Why patients prefer booking online — even with their regular doctor
March 12, 2026 • 6 min readThere is a common assumption that online booking is for new patients shopping around, while loyal patients will always pick up the phone. The behavior we see tells a different story: even patients with a long-standing relationship increasingly choose to book online when given the option.
The phone call used to be the path of least resistance. It is not anymore. A patient who can book at ten at night, between meetings, or while sitting in a waiting room elsewhere will almost always take that route over waiting for office hours and a free line. The relationship with the doctor has not changed — the patient's expectations about access have.
Many appointments touch on something personal. Choosing a slot quietly, without explaining the reason to a receptionist, lowers the barrier to booking at all. For sensitive specialties in particular, self-service booking can be the difference between a patient who follows through and one who keeps putting it off.

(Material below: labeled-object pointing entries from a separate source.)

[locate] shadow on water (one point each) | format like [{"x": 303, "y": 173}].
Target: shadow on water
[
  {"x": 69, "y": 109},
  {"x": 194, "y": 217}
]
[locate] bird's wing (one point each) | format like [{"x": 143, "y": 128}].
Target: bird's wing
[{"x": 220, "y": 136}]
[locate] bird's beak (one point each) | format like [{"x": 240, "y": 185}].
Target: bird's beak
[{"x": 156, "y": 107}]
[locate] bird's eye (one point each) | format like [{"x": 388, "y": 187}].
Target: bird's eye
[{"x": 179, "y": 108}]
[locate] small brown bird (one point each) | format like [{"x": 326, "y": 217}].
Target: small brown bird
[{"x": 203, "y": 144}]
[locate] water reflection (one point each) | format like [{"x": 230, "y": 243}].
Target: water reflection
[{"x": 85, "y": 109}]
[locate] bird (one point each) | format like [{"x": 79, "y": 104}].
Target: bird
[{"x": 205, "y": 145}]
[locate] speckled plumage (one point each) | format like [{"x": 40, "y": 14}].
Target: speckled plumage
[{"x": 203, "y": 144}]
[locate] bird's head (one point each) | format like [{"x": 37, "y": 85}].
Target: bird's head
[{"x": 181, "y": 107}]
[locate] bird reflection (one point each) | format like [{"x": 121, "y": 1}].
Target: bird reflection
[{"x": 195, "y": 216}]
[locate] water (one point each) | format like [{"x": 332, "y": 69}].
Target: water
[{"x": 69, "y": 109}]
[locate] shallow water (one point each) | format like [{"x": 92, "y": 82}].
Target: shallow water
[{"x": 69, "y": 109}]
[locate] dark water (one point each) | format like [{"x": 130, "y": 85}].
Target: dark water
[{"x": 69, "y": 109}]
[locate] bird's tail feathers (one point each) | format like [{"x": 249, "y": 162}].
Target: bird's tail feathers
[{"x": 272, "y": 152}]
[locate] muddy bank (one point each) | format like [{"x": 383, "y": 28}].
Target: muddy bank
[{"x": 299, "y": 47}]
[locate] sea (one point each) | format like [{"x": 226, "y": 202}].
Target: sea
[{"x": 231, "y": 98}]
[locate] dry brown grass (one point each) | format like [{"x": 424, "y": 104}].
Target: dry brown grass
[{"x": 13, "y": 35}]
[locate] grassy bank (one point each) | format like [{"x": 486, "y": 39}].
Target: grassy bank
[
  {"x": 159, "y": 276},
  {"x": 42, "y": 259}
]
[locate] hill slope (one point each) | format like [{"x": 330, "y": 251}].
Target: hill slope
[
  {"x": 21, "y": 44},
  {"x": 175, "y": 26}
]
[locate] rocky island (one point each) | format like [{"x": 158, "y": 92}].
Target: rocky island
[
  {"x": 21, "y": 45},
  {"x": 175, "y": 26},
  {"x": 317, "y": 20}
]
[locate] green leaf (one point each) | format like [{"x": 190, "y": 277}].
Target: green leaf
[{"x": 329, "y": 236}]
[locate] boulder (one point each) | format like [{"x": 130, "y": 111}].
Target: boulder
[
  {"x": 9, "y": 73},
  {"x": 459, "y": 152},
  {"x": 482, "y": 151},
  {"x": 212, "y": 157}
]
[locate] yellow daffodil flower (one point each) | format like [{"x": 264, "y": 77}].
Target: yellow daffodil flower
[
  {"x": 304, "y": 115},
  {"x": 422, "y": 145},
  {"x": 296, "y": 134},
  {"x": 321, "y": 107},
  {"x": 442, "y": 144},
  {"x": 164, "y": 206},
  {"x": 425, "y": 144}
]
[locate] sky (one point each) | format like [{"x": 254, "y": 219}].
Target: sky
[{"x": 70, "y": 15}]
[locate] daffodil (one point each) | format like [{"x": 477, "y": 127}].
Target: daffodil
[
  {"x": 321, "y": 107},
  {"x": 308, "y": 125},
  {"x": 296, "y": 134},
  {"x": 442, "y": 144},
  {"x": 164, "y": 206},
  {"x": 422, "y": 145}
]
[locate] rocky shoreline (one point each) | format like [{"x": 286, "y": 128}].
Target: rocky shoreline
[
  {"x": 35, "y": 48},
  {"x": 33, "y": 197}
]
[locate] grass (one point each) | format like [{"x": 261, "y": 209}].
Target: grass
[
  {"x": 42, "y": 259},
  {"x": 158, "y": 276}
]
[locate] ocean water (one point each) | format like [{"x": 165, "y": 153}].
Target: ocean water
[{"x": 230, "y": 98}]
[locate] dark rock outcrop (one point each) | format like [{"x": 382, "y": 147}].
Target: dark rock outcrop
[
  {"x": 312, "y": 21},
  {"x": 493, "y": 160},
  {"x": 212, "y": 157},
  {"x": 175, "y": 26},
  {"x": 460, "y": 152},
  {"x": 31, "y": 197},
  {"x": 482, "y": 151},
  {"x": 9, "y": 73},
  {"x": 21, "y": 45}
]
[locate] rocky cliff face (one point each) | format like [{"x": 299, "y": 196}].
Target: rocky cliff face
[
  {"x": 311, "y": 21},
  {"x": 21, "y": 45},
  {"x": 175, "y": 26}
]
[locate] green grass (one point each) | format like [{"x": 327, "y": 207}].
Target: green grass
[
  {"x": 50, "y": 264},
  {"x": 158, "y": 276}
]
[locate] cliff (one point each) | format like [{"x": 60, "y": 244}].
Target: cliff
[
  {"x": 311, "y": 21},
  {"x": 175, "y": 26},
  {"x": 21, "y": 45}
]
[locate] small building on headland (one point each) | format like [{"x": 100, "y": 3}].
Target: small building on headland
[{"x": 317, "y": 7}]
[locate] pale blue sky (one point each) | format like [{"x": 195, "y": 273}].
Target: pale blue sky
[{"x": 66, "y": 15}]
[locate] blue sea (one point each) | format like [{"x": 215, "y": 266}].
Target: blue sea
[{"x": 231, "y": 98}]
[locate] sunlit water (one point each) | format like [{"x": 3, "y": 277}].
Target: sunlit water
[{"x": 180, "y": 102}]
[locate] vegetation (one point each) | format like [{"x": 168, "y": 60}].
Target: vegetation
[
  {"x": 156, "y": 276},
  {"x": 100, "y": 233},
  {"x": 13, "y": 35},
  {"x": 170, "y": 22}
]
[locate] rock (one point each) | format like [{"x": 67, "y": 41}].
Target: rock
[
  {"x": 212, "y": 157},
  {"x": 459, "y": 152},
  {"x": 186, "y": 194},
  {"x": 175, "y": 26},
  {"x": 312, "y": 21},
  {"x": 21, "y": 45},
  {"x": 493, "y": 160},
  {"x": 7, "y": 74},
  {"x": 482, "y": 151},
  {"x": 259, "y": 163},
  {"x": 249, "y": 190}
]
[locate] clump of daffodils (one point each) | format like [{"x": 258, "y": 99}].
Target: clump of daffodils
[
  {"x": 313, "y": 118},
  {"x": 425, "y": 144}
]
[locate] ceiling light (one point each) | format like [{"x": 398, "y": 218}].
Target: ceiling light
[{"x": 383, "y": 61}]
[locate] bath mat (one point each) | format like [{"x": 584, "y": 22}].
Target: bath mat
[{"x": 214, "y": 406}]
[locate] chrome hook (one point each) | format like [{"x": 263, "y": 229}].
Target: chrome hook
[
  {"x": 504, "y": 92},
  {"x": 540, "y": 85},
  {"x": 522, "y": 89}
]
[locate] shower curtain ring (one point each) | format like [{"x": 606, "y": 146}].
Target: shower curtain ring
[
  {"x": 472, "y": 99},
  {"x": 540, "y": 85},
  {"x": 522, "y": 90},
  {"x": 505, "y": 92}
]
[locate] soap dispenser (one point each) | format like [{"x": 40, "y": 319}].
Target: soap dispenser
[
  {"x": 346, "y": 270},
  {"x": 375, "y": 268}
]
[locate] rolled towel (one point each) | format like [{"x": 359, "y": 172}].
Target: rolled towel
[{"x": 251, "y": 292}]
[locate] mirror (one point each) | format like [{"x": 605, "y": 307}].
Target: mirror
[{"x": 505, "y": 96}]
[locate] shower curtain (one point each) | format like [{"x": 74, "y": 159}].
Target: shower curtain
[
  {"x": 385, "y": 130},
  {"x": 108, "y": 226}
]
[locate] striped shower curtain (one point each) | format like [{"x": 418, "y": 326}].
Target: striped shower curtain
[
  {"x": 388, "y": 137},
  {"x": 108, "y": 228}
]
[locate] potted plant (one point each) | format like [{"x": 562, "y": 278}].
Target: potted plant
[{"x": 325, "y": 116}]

The fear is that automation makes a practice feel cold. In reality, taking the scheduling friction out of the relationship frees you to spend your attention where it matters — in the room, with the patient. The booking page handles the logistics; you handle the care.
If you only promote online booking to new patients, you are leaving convenience on the table for the people most likely to use it. Put your booking link everywhere your existing patients already reach you, and let them choose the channel they prefer. Most will choose to book themselves — and show up more reliably for having done so.